GeoIP doesn't work on ELK stack

vuxuanlai · October 13, 2017, 4:03am

Hi there,
Im using ELK stack to parse nginx log and visualize it on Kibana with geoip on Codinate map.
But i got the error as below when using Elasticsearch version 5.5.2, but not Elasticsearch version 5.4.1:
No Compatible Fields: The "filebeat-*" index pattern does not contain any of the following field types: geo_point

In ES ver 5.4.1:

"geoip" : {
	"properties" : {
	  "continent_name" : {
		"type" : "keyword",
		"ignore_above" : 1024
	  },
	  "country_iso_code" : {
		"type" : "keyword",
		"ignore_above" : 1024
	  },
	  "location" : {
		"type" : "geo_point"
	  }
	}
  },

In ES ver 5.5.2, i can't find value "geo_point", also field "location"

Could someone help me to understand for this case?

warkolm · October 13, 2017, 5:04am

FYI we’ve renamed ELK to the Elastic Stack, otherwise Beats feels left out

Did you do an upgrade, or is this a separate stack? Is that code the mapping? What does the 5.5.2 mapping look like? What does your filebeat config look like?

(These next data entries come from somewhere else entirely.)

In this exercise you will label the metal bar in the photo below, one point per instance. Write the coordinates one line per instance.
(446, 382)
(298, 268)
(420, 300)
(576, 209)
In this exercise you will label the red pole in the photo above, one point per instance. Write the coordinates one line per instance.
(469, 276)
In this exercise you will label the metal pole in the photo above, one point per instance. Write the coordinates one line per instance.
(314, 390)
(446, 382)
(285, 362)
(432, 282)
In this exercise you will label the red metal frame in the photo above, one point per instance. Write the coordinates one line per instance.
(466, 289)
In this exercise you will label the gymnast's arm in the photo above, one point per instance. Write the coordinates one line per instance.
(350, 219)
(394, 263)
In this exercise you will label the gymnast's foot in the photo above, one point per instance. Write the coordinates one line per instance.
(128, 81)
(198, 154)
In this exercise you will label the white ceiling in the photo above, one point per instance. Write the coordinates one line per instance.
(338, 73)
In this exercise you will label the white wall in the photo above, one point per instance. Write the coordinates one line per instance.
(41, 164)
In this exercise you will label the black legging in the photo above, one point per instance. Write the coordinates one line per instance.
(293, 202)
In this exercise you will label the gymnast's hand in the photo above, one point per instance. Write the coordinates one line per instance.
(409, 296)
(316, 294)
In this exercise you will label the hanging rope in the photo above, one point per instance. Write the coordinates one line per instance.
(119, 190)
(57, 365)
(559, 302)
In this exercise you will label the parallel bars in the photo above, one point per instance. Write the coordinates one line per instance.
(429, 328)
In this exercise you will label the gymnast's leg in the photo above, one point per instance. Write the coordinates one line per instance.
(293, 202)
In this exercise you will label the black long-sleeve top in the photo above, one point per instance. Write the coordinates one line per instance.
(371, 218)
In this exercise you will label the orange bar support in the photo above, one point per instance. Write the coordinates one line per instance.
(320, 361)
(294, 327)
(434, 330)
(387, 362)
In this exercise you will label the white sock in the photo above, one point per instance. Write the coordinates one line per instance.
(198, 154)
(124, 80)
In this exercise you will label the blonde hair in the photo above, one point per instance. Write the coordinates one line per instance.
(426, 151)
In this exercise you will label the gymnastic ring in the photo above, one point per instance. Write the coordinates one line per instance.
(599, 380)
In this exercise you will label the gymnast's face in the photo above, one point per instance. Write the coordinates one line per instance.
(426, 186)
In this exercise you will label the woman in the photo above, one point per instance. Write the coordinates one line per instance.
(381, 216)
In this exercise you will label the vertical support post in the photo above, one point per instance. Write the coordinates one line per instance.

vuxuanlai · October 13, 2017, 8:00am

The following is my logstash configuration:

input {
	beats {
	       port => 5044
	       client_inactivity_timeout => 120
	}
}
filter {
	grok {
		match => {
			"message" => '%{IPORHOST:node_elk_ip} - - \[%{HTTPDATE:[request_info][time]}\] "%{WORD:[request_info][method]} %{DATA:[request_info][API]} HTTP/%{NUMBER:[request_info][http_version]}" %{NUMBER:[request_info][response_status]} %{NUMBER:[request_info][bytes]} "%{DATA:[request_info][referrer]}" "%{DATA:agent}" "%{IP:[user_request][user_IP]}" "%{NUMBER:[user_request][request_time]}" "%{DATA:[user_request][upstream_response_time]}" "%{DATA:[user_request][user_role]}"'
		}
		remove_field => "message"
	}

	geoip {
		source => "[user_request][user_IP]"
		target => "geoip"
	}
	useragent {
		source => "agent"
		target => "user_agent"
		remove_field => "agent"
	}
    
}
output {
	#stdout { codec => rubydebug }
	elasticsearch {
		hosts => ["localhost:9200"]
		#sniffing => true
		manage_template => false
		index => "%{[@metadata][beat]}-%{+YYYY.MM.dd}"
		document_type => "%{[@metadata][type]}"
	}
}

dadoonet · October 13, 2017, 9:46am

Can you share a typical document that is indexed in elasticsearch?

vuxuanlai · November 2, 2017, 9:11am

This issue was resoleved. I changed index from "%{[@metadata][beat]}-%{+YYYY.MM.dd}" to "logstash-%{+YYYY.MM.dd}".

Thank you .

system · November 30, 2017, 9:12am

This topic was automatically closed 28 days after the last reply. New replies are no longer allowed.